何か暖かいものが当たっていると感じ、目を見開く。
デウスが当たっている暖かいものはフローレの腹だった。
デウスはフローレに抱かれている。
フローレはぐっすりと眠っている。少しいびきがうるさい。
デウスはフローレの腕から離れる。
現時刻はA.M.6:45。
デウスにしては早起きだ。
大抵は七時に目覚める。これもフローレのお陰なのだろうか。
デウスは支度をしていた。
そこにフローレは目を覚ます。
「起きていたのか主。」
「フローレ。おはよう。」
朝の挨拶を交わすデウスとフローレ。何故だか不自然である。
フローレは着替えようとしない。何故だろうか。
デウスはフローレに問いかける。
「フローレって着替えなくていいの?」
「あぁ。これ服じゃないんだよ。」
「え?」
服じゃない。どういうことかデウスにはさっぱりだ。
「これ実はな。鱗なんだよ。」
「え?鱗?」
「あぁ。我々罪龍は人間に姿を変えると自動的に鱗が服になるんだ。」
とても鱗には見えないし感じない。風に自然に靡く服の裾は本物の服のようだ。
「とにかく装備くらいは着たら?」
「アルサーみたいなことを言うなぁ。大丈夫だ。戦うとなれば龍の姿になるし。」
そう言ってポケットに手を入れるフローレ。
デウスは興味無さそうにふーんと回答して支度を終わらせる。
部屋を出てリビングに向かうデウスとフローレ。リビングでは父親と母親が飯を食べていた。
そこに交じるデウスとフローレはあることに気づく。
「あれ?父さんどうしてそんなくま出来てるの?」
「これは少しね。」
父親は何故か知らないが何かを隠すような仕草をしていると思ったフローレ。
そこであることを悟る。
それはフローレ。自分の事だと。
突然家にお邪魔して勝手に住み着くなんて言って呆気なく良いよと言う人なんてほぼ居ない。
だがフローレはあえて触れなかった。
触れたところで意味の無いことだと知っているからである。
「取り敢えず飯を食べよう主。」
「そうだね。」
食卓にはフローレの分もちゃんとあった。
多分親会議みたいなものが行われて受け入れてくれたのだとフローレは思った。
飯をすませるデウスとフローレはすぐに出かけた。
今回もクエストなどがある。
待ち合わせ場所は冒険者ギルド。受注をしなければ出かけても意味が無い。
今回は時間に余裕があったのでデウスとフローレは歩いて待ち合わせ場所に向かった。
デウスが着く頃にはもう皆揃っていた。
「今日は間に合ったなデウス。」
「いやまぁ。なんか早く起きれた。」
デウスを小馬鹿にするように褒めるコクドは小さな笑みを浮かべる。
フローレは賑やかな場所は久しぶりで少し引き気味だ。
「おはようございます。フローレさん。」
「呼び捨てでいいよ。おはよう。なんだか懐かしいな。」
嘗てフローレは契約者達に囲まれ他の罪龍に囲まれていた。
でもすぐにその幸せは亡くなった。そして今また賑やかな場所にいる。それがフローレは嬉しいのだ。

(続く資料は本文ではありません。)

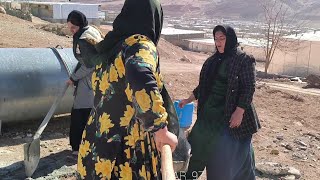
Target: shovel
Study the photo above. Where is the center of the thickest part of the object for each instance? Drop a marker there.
(32, 149)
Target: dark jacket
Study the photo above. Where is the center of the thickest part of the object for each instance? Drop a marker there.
(241, 86)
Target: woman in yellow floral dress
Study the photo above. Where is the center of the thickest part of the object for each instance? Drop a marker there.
(119, 139)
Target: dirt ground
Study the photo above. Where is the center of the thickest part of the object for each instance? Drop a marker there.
(290, 118)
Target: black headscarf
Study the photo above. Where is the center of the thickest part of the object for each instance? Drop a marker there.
(231, 41)
(77, 18)
(209, 71)
(143, 17)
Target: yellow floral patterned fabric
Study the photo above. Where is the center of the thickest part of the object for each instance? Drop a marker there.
(117, 142)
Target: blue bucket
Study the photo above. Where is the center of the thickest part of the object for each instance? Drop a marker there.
(184, 114)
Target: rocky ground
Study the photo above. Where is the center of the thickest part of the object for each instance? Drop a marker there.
(287, 147)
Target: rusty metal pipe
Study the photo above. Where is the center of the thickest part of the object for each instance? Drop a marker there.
(30, 79)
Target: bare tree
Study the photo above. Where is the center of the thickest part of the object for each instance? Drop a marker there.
(275, 14)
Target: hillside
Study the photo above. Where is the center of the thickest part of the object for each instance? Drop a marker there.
(238, 9)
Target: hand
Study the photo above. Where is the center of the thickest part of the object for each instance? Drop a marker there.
(69, 82)
(163, 137)
(183, 102)
(236, 118)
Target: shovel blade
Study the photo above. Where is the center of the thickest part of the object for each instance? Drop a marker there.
(31, 156)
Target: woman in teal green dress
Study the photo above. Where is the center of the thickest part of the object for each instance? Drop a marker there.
(226, 118)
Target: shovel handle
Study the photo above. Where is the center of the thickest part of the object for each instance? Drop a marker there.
(45, 121)
(167, 163)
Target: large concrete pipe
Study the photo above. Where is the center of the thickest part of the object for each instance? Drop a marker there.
(30, 79)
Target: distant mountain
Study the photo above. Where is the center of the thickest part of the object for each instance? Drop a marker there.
(235, 9)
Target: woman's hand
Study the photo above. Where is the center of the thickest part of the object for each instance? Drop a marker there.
(184, 102)
(69, 82)
(163, 137)
(236, 118)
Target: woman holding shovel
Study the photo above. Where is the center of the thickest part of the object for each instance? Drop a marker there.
(128, 121)
(226, 118)
(84, 39)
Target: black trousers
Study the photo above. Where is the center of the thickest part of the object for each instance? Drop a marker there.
(79, 118)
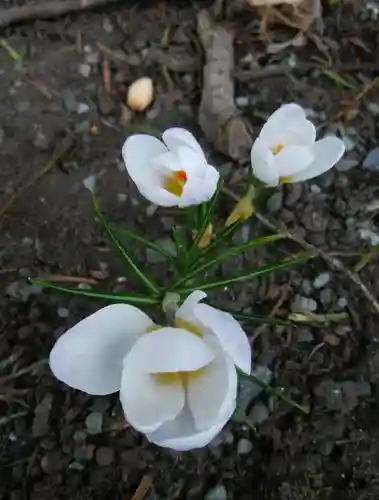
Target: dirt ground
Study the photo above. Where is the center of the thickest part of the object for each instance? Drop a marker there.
(60, 124)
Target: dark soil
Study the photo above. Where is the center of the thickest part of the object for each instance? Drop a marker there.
(53, 102)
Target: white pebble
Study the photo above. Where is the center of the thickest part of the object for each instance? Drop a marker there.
(140, 94)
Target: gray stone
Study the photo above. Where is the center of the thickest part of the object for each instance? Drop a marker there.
(370, 236)
(216, 493)
(76, 466)
(244, 447)
(349, 143)
(63, 312)
(41, 142)
(306, 287)
(259, 413)
(371, 162)
(242, 101)
(94, 423)
(104, 456)
(304, 335)
(69, 101)
(303, 304)
(346, 164)
(275, 202)
(321, 280)
(84, 70)
(82, 108)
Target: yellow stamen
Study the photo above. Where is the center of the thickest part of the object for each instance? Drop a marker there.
(277, 149)
(175, 182)
(186, 325)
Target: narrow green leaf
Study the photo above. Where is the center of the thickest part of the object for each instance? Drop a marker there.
(233, 252)
(245, 277)
(128, 298)
(140, 239)
(126, 258)
(274, 391)
(338, 79)
(259, 318)
(206, 217)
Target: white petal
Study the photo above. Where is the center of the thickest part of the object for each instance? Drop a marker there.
(176, 137)
(171, 350)
(185, 311)
(213, 390)
(191, 162)
(140, 153)
(262, 163)
(200, 190)
(284, 117)
(292, 160)
(327, 152)
(147, 401)
(180, 434)
(300, 133)
(89, 356)
(231, 336)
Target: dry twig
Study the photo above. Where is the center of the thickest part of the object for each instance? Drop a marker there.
(46, 10)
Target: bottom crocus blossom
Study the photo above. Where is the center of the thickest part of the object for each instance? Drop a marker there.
(178, 385)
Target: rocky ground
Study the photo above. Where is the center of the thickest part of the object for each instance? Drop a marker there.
(61, 123)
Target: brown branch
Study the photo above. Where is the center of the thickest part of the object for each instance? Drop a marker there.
(46, 10)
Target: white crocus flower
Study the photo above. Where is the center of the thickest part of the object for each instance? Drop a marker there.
(172, 172)
(287, 151)
(178, 385)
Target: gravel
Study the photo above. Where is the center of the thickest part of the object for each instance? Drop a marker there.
(321, 280)
(94, 423)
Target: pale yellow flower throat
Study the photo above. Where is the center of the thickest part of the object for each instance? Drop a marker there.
(175, 182)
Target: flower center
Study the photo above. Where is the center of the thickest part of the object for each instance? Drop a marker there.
(173, 378)
(175, 182)
(277, 149)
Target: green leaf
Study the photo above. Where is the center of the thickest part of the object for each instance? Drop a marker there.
(233, 252)
(128, 298)
(259, 318)
(140, 239)
(274, 391)
(126, 258)
(245, 277)
(206, 217)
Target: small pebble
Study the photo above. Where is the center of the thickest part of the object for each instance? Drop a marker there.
(217, 493)
(244, 447)
(259, 413)
(321, 280)
(342, 302)
(85, 70)
(242, 101)
(104, 456)
(94, 423)
(275, 202)
(303, 304)
(82, 108)
(63, 312)
(76, 466)
(304, 335)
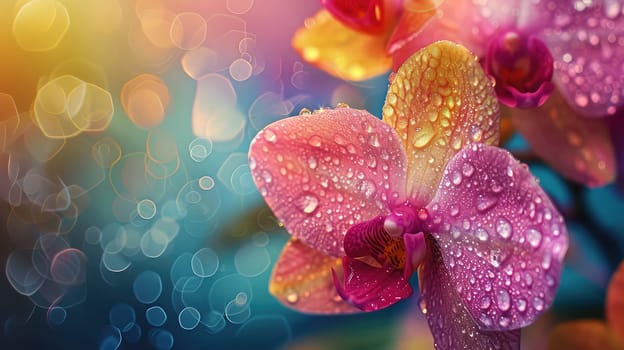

「早起きできるのは当たり前でしょ?遅く起きるのなんてデウスぐらいよ。」
「うわ!ひっでぇ。俺だって遅起きしたくて遅起きしてる訳じゃないんだぞ?」
「本当かしらね?」
デレーナに弄られるデウス。
ニルノやコクドは笑っている。
フローレは薄く笑うことしか出来ない。
あくまでも飼い主と飼われ龍の関係だ。当然ながらいつかは崩れてしまう。
そんなことを考えてしまうフローレ。
だが、デウスは違った。
「さ、クエスト行こうぜ。フローレも来いよ!」
罪龍をまるで友達のように思い友達のように接している。それがフローレはとても嬉しかった。
「そうだな。行こう。」
フローレは数千年ぶりに自分は罪龍であるが人と接していいのだと感じた。
世間ではデウスのことは大々的にニュースなどに取り上げられているためかなりの有名人だ。だがデウスはこういうことはかなり苦手で人にせがまれると困るタイプだ。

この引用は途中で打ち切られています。